What sort of Python work on Windows stops mod-wsg/Apache's ability to deal with multiple requests?

148 views Asked by At

I'm utilizing a Apache + mod-wsgi + django setup on Windows with python 2.7. It seems that the only setup that is possible on Windows for mod-wsgi is having 1 process with many child worker threads. Because of this, it seems that some work may be subject to GIL. I've noticed that database requests don't appear to cause locks, but some python processing does cause locking/slowdown.

For example:

If I'm processing a large xml file using lxml via soaplib, it causes massive slowdowns. Reading the documentation, it seems the solution to this is to use WSGIApplicationGroup %{GLOBAL}. Side note, does this even work in Windows?

If I'm doing a large list processing job via python natively that is CPU intensive, it also seems to slow other requests.

I'm wondering if there is a general class of work that will cause django/python to lock until it's finished. And if so, what are some best practices to avoid these issues?

2

There are 2 answers

2
Graham Dumpleton On BEST ANSWER

Setting WSGIApplicationGroup %{GLOBAL} although advisable if using lxml, isn't going to solve performance issues. It protects against deadlocks and crashes due to lxml not being incompatible with sub interpreters. Thus completely different issue.

As to performance, if you have many requests performing CPU intensive Python only code, then there will be some GIL contention, but that will only slow the throughput overall and not block concurrent requests which are also doing CPU intensive work. This is because the Python interpreter will cause control by a thread to be implicitly yielded every certain number of Python byte code instructions so that other threads can run.

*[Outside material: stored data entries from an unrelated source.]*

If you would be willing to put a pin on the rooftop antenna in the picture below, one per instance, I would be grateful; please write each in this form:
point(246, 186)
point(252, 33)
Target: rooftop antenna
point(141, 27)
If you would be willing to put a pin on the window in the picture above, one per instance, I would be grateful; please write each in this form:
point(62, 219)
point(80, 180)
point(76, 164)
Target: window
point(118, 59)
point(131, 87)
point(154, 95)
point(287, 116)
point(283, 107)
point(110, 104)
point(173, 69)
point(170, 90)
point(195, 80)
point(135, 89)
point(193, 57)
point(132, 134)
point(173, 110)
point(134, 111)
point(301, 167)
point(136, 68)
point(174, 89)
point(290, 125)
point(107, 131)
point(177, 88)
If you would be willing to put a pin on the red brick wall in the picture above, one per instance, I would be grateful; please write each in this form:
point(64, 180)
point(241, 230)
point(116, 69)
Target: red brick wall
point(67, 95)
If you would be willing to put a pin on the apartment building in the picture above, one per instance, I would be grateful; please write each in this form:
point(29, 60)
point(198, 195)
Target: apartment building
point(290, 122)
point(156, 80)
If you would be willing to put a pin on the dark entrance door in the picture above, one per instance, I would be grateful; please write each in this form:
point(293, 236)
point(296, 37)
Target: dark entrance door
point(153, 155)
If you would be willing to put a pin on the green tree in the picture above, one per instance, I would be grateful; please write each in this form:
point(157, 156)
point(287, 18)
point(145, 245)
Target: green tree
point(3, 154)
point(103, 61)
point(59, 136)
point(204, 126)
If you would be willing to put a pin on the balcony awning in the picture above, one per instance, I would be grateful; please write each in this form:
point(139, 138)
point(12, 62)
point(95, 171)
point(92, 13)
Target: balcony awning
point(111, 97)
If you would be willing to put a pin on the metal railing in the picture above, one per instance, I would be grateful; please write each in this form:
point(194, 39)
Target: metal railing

The bigger problem is where you are using a module which has a C extension component and it is doing CPU intensive long running tasks and what it is doing means it has to operate on Python data structures and so cannot release the GIL to allow other threads to run. In other words, C code which takes a long time and doesn't release the GIL locks out other threads.

If you are seeing this sort of problem, because Windows doesn't allow multi process Apache, you would have to use some sort of backend task queuing system which can farm out the actual work to separate processes somehow. On UNIX systems you would use Celery, or Redis Queue for that. What your options on Windows are I have no idea.

3
bruno desthuilliers On

As why you get "massive slowdowns" when doing some CPU or memory intensive computations, it doesn't necessarily has to do with the GIL, it might just be your system not being able to cope with the load. Scaling heavy processings is usually dealt with using a multiple servers setup (eventually with parallelisation).